The Toxic Substances Control Act (TSCA) of 1976 is the primary federal policy intended to protect the public from hazardous chemical exposures. But TSCA is outdated and ineffective. Contrary to popular belief, chemicals do not have to undergo basic testing of their health effects and safety prior to going on the market.
“I feel like I’m in a vacuum,” states Ann WingQuest, participant with cerebral palsy who lives in Alaska, “because I don’t know the manufacturers and I have no way of telling them that they need to be more careful about the chemicals they put in their products.”
We know little about the neurodevelopmental and other health effects of the 82,000 chemicals registered for U.S. commerce today. Roughly 7% of chemicals in use have been subjected to testing thorough enough to determine developmental or reproductive toxicity.20 Given the enormous number of untested industrial chemicals in use, the total number of neurotoxic chemicals in commerce is likely to be substantial.
What We Don’t Know About Chemicals
Note: Graph provided by the LDDI Scientific Consensus Statement
“My body is my life,” states Cathy Ficker Terrill, ”and just as the government regulates the banking industry, they have an obligation to regulate the poisons and toxins in our environment. For many years they knowingly dumped poisons in our rivers and lakes and other waterways. I also believe that these toxins are causing some of these high rates of disabilities. We don’t even know what the effects are on our bodies or the long term effects to the public are.”
At present TSCA does not adequately regulate and control chemicals to prevent harm. Standard toxicity testing does not predict the effects of very-low-dose, cumulative, or synergistic chemical exposures. We need to update federal law in a way that reflects the science of the past 34 years.
For example, scientists discovered that a major tenet of toxicology — that the biological impact of exposure to a chemical is proportional to the size of the dose (or “the dose makes the poison”) — is not always true.92,93 Put another way, exposure to very small doses of some chemicals appears to have a greater impact than slightly larger doses. This effect seems most consistent with hormonally active chemicals, such as BPA, hexachlorobenzene (an organochlorine pesticide), and DEHP (a chemical in a class of multifunctional chemicals called phthalates, which are used in a wide array of consumer products and industrial processes).94
Scientists have also moved forward in considering all the factors that impact the body’s capacity to withstand exposures to toxic chemicals. For example, a report by the National Research Council (NRC) of the National Academy of Sciences (NAS), “Phthalates and Cumulative Risk Assessment,” is calling for a better assessment of cumulative risk factors which can modify the effects of any toxic chemical. Cumulative risk, in a broad sense, means, “the risk posed by multiple chemicals and other stressors that cause varied health effects and to which people are exposed by multiple pathways and exposure routes and for varied durations” — in other words, stress, nutrition, gene-environment interaction, exposure to infectious agents, and other factors can modify the effects of toxic chemical exposures on an individual or a community.95
The NRC report also calls for considering exposures to all chemicals associated with common adverse health outcomes, rather than simply considering chemicals that operate by similar mechanisms in developing risk assessments. For example, the report suggests, “EPA could evaluate combined exposures to lead, methylmercury and polychlorinated biphenyls because all contribute to cumulative risk of cognitive deficits consistent with IQ reduction in children, although the deficits are produced by different mechanisms of action.”95 Doing so, the report concludes, would reinforce EPA’s capacity to fulfill its mandate of protecting human health.

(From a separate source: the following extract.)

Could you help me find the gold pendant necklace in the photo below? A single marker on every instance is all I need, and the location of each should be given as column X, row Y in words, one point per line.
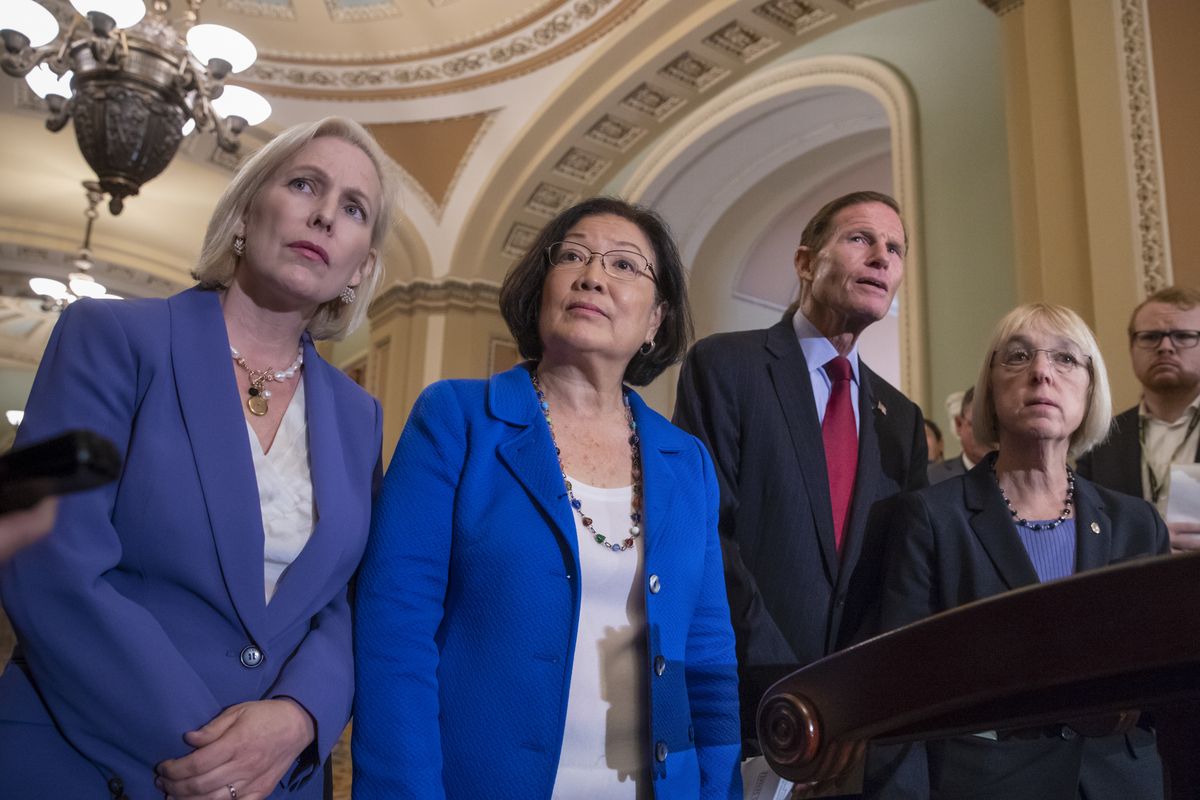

A 2007 report commissioned by the EPA and written by the NRC proposed a paradigm shift that would greatly improve “how scientists evaluate the health risks posed by potentially toxic chemicals found at low levels in the environment. These advances would make toxicity testing quicker, less expensive, and more directly relevant to human exposures.”96
The report overview conceded that such a shift would “require a substantial commitment of resources, the involvement of multiple organizations in government, academia, industry, and the public, and… take time (10–20 years) to achieve.”96
In order to develop and implement effective toxicity testing, we need the federal government to demonstrate a strong, sustained commitment to chemical policy reform.